# Sourdough Black Raspberry Rolls



## bassman (Jan 15, 2012)

My sweet tooth got the better of me today, so this is what came about. I already had some frozen sourdough bread dough in the freezer, so didn't have to make a new batch. I first rolled out the dough balls into about 5" circles (sort of). Spread with whipped cream cheese and a layer of Mrs. Walle's homemade black raspberry jelly. Rolled them up, pinched the seams together, brushed with butter and let raise for about an hour. Then frosted with a simple powdered sugar glaze. Mmmmmmmmmm good!
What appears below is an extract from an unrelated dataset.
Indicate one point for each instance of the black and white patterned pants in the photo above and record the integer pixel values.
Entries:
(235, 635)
Thanks for checking out my dessert.

__________________


----------



## mballi3011 (Jan 15, 2012)

YUMM  O


----------



## alblancher (Jan 15, 2012)

I bet those are good with a hot cup of coffee   Thanks for the idea, going to be doing this next time we have company spend the night!


----------



## smokeamotive (Jan 15, 2012)

Here I am with coffee in hand wishin I had one of those to go with it......


----------



## roller (Jan 15, 2012)

AWW Man you are killing meand I have not had breakfast yet....Thats a great job !


----------



## rdknb (Jan 15, 2012)




----------



## scarbelly (Jan 15, 2012)

Man those look great Keith- we did some of Gunny's chocolate roll yesterday with our NEW starter - thanks again - coffee shipping to you tomorrow


----------



## bassman (Jan 15, 2012)

Thanks for all the replies.  Gary, I'd love to see the chocolate roll.


----------



## SmokinAl (Jan 15, 2012)

Those rolls look delicious!


----------



## africanmeat (Jan 15, 2012)

mballi3011 said:


> YUMM  O


Yes   Yummy


----------



## erain (Jan 15, 2012)

All right now Kieth... now ya done it... I am gonna so steal this from you!Thumbs Up


----------